In late displacements, surgical repositioning is often not feasible. In these cases, a solution is to implant a new lead in the chamber in which displacement has occurred canceling the previous one. Lead repositioning via percutaneous access is a less aggressive option that has provided also good results in cases reported. This technique was initially described to reposition J-shaped passive fixation atrial leads [15]. A quadripolar catheter with detectable curve must be advanced up to the atrial lead through a femoral vein approach. Then, the femoral catheter is removed while performing a clock-wise turn at the same time. This allow us to pull the electrode curve until it is released and goes back to its normal J position contacting with the higher portion of the right atrium. After these proceedings, it must be checked whether operating parameters are normal.

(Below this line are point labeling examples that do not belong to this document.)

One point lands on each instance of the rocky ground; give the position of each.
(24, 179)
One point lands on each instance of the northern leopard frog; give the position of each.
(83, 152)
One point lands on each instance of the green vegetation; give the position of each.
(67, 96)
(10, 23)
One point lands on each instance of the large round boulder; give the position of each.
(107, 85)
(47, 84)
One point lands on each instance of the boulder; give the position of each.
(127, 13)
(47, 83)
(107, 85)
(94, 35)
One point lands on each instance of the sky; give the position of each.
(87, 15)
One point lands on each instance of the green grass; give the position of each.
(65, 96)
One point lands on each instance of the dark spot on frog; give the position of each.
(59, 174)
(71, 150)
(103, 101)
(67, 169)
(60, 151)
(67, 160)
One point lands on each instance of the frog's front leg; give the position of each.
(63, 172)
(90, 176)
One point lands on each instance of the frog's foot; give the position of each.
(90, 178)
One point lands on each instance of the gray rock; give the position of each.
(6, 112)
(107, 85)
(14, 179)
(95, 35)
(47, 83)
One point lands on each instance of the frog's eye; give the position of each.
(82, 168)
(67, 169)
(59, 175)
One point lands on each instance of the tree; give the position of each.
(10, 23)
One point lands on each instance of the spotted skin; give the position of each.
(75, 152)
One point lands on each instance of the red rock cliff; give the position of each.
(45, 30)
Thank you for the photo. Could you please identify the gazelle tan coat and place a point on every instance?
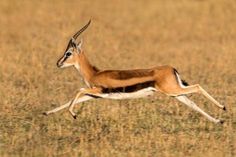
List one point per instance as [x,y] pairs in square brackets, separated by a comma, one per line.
[126,84]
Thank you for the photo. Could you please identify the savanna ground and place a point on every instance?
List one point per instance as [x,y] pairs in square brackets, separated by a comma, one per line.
[198,37]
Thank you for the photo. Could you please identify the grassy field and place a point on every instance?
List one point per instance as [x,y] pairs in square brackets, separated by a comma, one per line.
[198,37]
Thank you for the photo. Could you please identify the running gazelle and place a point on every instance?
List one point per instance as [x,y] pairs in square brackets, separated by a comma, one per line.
[126,84]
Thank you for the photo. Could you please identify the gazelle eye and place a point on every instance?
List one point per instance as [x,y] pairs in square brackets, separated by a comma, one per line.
[68,54]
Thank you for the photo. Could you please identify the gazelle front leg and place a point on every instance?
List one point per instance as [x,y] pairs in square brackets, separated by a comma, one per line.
[82,99]
[83,92]
[192,105]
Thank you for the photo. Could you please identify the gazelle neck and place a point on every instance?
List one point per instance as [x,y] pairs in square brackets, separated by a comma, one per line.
[86,69]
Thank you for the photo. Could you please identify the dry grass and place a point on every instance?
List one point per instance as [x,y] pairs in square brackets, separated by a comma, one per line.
[195,36]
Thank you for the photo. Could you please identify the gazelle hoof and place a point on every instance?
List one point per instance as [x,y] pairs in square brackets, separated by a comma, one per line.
[45,113]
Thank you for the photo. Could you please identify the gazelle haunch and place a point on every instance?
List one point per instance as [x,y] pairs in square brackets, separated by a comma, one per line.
[126,84]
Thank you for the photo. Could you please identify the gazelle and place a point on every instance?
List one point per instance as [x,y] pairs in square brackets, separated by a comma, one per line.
[126,84]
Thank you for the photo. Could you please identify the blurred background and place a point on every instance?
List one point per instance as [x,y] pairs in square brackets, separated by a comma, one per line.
[197,37]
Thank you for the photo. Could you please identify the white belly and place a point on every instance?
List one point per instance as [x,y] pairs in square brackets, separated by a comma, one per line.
[138,94]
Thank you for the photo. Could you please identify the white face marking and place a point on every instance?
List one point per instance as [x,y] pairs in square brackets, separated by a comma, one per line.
[179,80]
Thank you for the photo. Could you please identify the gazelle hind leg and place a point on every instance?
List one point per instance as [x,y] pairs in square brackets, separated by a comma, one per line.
[82,99]
[198,89]
[211,98]
[192,105]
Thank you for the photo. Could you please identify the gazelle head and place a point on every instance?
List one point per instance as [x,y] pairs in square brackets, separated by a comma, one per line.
[72,51]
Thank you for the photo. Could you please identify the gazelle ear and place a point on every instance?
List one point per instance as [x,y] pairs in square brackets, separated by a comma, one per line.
[79,45]
[73,43]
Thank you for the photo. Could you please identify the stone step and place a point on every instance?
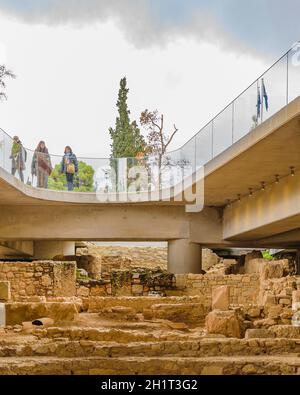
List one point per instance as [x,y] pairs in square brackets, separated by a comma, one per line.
[205,347]
[240,365]
[97,304]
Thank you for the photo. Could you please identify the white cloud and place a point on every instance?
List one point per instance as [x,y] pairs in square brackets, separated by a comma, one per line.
[67,83]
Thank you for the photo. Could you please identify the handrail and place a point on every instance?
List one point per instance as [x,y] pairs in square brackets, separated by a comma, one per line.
[234,121]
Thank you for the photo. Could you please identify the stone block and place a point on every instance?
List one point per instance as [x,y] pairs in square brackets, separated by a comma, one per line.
[225,323]
[258,334]
[220,298]
[137,289]
[5,291]
[296,298]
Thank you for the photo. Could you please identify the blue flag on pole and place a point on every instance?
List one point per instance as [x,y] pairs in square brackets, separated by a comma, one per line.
[258,104]
[264,94]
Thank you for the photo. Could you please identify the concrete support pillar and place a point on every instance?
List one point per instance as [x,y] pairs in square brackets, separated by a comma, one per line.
[49,249]
[298,261]
[184,257]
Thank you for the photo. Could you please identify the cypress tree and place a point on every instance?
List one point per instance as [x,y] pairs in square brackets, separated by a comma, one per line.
[127,140]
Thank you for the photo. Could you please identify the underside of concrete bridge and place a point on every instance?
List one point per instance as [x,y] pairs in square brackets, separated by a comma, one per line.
[259,175]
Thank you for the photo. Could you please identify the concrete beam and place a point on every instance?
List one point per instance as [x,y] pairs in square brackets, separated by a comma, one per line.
[267,213]
[81,222]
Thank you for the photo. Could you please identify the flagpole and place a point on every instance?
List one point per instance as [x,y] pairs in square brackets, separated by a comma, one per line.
[262,100]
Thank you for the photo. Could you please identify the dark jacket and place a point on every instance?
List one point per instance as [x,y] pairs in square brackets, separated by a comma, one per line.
[72,159]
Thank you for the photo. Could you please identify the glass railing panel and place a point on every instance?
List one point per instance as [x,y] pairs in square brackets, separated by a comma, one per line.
[245,112]
[2,148]
[204,143]
[294,73]
[222,131]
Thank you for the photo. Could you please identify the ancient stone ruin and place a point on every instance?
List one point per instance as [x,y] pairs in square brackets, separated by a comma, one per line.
[99,313]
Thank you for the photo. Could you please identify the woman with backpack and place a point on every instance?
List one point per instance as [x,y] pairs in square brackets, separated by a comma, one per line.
[41,165]
[18,158]
[69,166]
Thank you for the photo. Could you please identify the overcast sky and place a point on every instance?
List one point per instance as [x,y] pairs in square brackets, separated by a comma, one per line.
[186,58]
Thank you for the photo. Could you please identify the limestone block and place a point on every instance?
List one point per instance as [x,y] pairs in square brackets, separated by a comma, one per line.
[258,334]
[272,269]
[252,255]
[254,312]
[220,298]
[274,311]
[137,289]
[5,290]
[18,312]
[224,322]
[296,299]
[209,259]
[286,331]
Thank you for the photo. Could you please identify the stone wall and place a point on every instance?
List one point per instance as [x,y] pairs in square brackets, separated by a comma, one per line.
[39,278]
[243,289]
[127,283]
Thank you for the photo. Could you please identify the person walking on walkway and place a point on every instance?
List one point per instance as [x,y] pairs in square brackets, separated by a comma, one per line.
[41,166]
[18,158]
[69,166]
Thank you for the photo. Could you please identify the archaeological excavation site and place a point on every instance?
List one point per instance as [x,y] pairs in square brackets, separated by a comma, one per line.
[118,311]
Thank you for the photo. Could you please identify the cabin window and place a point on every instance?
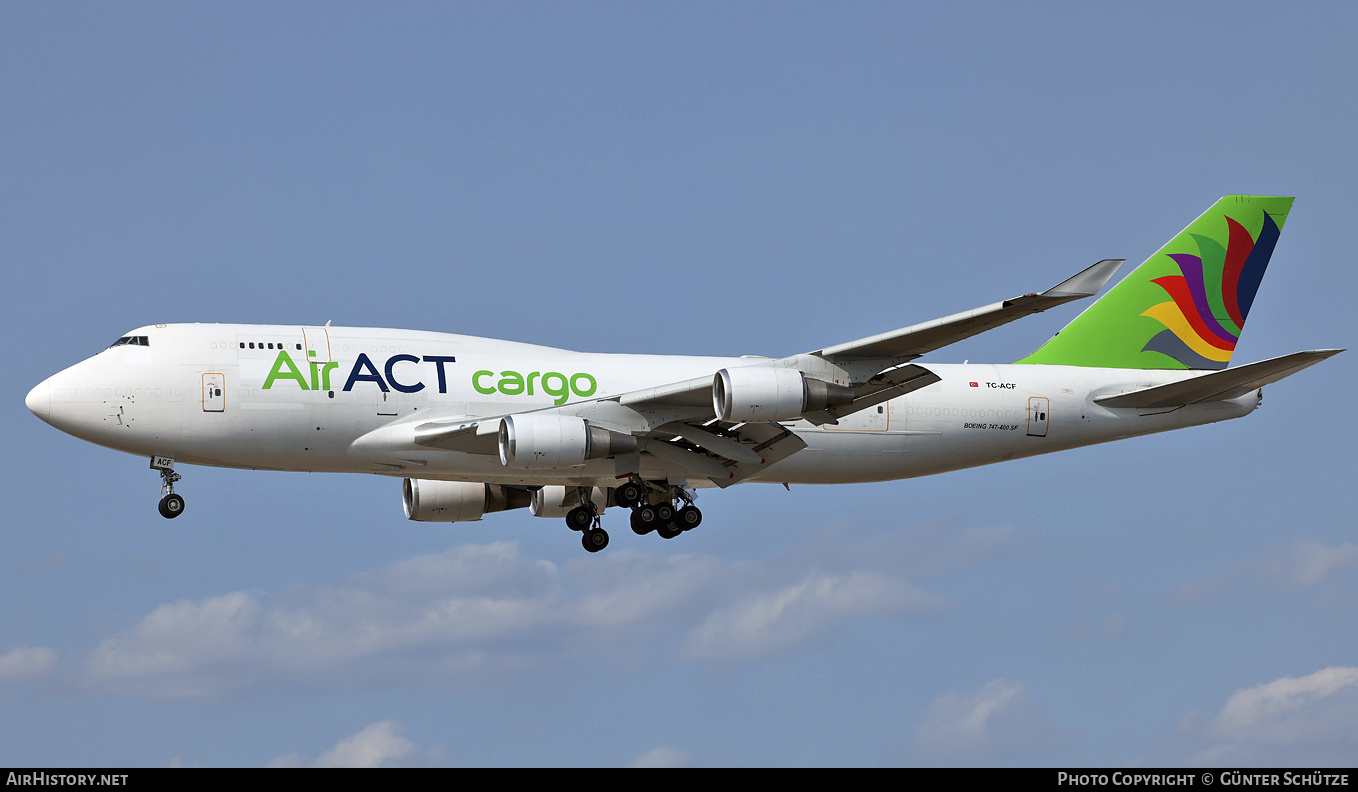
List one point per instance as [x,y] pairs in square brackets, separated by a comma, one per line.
[131,341]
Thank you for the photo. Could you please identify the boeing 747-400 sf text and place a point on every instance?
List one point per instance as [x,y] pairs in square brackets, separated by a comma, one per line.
[477,425]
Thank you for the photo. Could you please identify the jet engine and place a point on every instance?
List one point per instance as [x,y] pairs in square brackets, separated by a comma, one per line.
[553,440]
[455,501]
[772,394]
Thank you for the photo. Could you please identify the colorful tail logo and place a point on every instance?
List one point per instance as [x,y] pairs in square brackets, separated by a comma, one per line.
[1186,304]
[1197,334]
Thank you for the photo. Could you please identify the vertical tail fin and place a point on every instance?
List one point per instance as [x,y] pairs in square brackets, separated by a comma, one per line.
[1183,307]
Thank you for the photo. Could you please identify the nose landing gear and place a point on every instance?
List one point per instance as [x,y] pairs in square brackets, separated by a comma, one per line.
[171,504]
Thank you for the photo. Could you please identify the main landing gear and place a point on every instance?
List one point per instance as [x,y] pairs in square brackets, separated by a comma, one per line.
[171,504]
[585,519]
[653,508]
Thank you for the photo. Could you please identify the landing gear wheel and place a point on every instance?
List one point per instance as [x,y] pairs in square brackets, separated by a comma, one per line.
[629,495]
[595,540]
[171,506]
[689,518]
[580,519]
[640,526]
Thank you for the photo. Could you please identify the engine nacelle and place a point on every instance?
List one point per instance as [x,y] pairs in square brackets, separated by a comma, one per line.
[456,501]
[772,394]
[537,440]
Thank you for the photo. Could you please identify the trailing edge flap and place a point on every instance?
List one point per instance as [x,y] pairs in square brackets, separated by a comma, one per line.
[769,443]
[910,343]
[1226,383]
[884,386]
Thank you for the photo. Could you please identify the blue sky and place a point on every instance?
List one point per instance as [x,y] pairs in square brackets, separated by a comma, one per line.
[675,178]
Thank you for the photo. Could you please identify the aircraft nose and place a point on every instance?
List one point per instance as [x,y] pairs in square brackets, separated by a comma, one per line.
[40,400]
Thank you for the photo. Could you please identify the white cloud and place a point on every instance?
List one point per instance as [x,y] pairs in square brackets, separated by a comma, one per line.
[376,746]
[482,610]
[26,663]
[992,724]
[1289,720]
[1311,563]
[371,747]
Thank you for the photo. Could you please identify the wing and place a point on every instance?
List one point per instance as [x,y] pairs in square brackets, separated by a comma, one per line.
[910,343]
[1226,383]
[679,423]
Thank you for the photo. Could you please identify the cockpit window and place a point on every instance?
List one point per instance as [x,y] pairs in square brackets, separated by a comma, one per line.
[131,340]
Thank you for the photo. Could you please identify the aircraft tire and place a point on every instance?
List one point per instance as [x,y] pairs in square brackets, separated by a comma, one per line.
[628,495]
[689,518]
[579,519]
[595,540]
[171,506]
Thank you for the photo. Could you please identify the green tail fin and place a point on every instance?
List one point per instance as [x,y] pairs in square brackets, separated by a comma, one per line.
[1186,304]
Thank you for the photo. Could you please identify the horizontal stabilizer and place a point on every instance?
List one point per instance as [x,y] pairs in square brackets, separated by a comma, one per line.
[1218,385]
[910,343]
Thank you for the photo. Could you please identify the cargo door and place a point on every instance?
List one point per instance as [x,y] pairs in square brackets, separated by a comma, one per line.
[213,393]
[1038,408]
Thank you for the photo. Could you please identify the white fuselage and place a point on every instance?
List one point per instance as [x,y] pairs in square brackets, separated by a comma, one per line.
[296,398]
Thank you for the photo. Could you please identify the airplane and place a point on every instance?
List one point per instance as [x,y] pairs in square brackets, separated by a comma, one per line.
[477,425]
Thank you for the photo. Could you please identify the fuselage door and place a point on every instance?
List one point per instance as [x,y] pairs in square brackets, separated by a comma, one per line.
[318,344]
[1038,408]
[213,393]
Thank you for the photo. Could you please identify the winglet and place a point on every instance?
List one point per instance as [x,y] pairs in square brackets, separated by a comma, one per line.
[1226,383]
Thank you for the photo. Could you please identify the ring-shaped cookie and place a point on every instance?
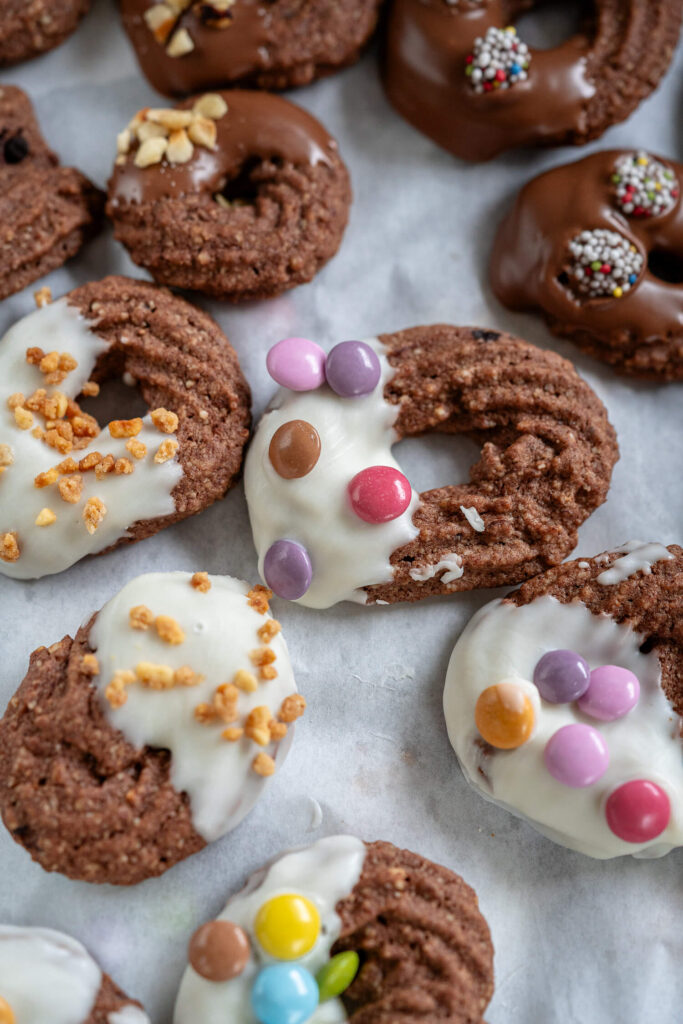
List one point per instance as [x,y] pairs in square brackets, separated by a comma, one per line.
[597,246]
[238,195]
[459,73]
[69,488]
[335,519]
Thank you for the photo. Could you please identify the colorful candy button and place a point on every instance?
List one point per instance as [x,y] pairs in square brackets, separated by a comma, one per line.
[288,926]
[335,976]
[218,950]
[638,811]
[297,364]
[352,369]
[577,756]
[611,692]
[504,716]
[295,449]
[287,569]
[561,676]
[379,494]
[284,993]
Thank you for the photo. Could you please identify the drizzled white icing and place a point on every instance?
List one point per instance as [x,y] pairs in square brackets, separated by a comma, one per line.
[325,873]
[505,642]
[220,631]
[144,494]
[346,552]
[46,976]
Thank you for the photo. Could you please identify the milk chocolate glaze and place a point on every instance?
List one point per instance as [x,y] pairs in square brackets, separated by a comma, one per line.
[572,91]
[530,257]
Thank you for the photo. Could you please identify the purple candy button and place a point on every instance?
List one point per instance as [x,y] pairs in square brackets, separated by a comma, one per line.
[287,569]
[611,692]
[297,364]
[352,369]
[577,756]
[561,676]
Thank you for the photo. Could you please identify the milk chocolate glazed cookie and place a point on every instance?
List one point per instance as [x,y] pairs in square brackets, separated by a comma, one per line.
[48,976]
[343,931]
[238,195]
[564,701]
[28,30]
[184,46]
[47,212]
[69,488]
[457,71]
[152,732]
[335,519]
[597,247]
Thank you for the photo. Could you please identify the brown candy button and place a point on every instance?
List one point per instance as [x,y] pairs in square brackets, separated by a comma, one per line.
[219,950]
[295,449]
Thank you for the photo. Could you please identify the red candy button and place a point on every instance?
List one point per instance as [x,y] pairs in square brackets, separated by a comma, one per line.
[379,494]
[638,811]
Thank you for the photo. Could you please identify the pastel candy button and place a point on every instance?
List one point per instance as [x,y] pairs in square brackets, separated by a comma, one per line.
[577,756]
[611,692]
[297,364]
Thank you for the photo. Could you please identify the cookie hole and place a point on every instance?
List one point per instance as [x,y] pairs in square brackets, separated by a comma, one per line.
[666,265]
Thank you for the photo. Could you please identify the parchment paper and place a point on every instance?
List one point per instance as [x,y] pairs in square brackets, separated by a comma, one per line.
[577,940]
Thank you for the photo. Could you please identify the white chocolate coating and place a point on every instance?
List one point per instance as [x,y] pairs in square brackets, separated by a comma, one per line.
[220,631]
[143,495]
[314,510]
[49,978]
[325,873]
[504,642]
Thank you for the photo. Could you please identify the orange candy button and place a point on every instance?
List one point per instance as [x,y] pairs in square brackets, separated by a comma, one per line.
[504,716]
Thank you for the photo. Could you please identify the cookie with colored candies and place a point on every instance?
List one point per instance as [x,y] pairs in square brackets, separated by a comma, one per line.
[336,932]
[595,247]
[564,701]
[333,516]
[48,976]
[164,716]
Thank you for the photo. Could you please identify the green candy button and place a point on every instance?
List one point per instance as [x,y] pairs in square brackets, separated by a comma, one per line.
[335,977]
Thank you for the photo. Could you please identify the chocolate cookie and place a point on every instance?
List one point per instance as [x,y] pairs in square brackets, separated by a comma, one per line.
[564,701]
[366,932]
[238,195]
[596,247]
[46,976]
[69,488]
[152,732]
[335,519]
[458,71]
[28,30]
[184,46]
[47,212]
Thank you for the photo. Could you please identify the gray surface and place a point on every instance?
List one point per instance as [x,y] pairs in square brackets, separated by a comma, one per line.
[577,940]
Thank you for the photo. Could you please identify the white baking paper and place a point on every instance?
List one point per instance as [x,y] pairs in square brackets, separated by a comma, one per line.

Transvenous proceedings are easy, fast (average 15 min.) and provide good results (evaluated through verified stability after one to six months). Authors conclude that can be successfully carried out using a percutaneous catheter through the femoral vein. They are straightforward, safe and no new surgical intervention is needed, even in patients with dilated right atrium, a factor that may negatively affect lead stability. Adverse effects of this technique are derived from the femoral vein approach. For this reason, percutaneous lead reposition should always be considered in most patients before performing an open surgery intervention.

However, prevention and not treatment is the most important aspect when dealing with lead displacements. Several facts have to be taken into account in order to avoid lead displacements:

  1. Surgical implantation must be adequate from a technical point of view, creating a small surgical pocket to avoid generator displacements that may put pressure on the lead and displace it. Lead fixation to vein access and generator suturing to the fascia will help to keep the system stable [16].

  2. Using active fixation leads, particularly in those patients whose chambers could have no proper trabeculation as it is the case in dilated cardiomyopathy or atrial dilatation [17].

  3. Always verify the position of the leads in the period 24-48h after implantation using chest X ray in posteroanterior and lateral views.

  4. Consider subpectoral implantation in aged obese patients whose flabby subcutaneous tissue may allow for progressive generator displacement inside the subcutaneous pouch and eventually progressive lead displacement. Our group previously described [18]. the utility of placing the pulse generator beneath the pectoral muscle and securing it to the fascia, to avoid recurrent Twiddler’s Syndrome. Technology development and improvement as well as reduction in generators’ size and weight have contributed to reduce this complication.

  5. Introduce the generator in a Dacron pouch: although it is not a generally accepted method, it should be taken into account in cases in which pouch erosion, migration or manipulation have been observed.

Conclusion

In spite of its importance, studies on the incidence and handling of lead displacement are surprisingly scarce. From reported cases related to this problem and its etiologies, we can conclude that, even using state of the art electrode technology and the most adequate surgical technique, lead displacement is a complication that has to be kept in mind for an early approach whenever feasible. Clinical evaluation of the patient will suggest the diagnosis. Together with ECG and chest X ray, a correct diagnosis can be made in the majority of cases. Device interrogation through corresponding programmer is helpful in doubtful situations, as micro-dislodgements. Our best tool to prevent lead displacement is the use of careful and adequate surgical implantation techniques. Percutaneous techniques could also allow us to reposition leads in a less aggressive way maintaining an adequate success rate and reducing the number of complications. When this is not feasible, surgical approach is necessary to manage the problem.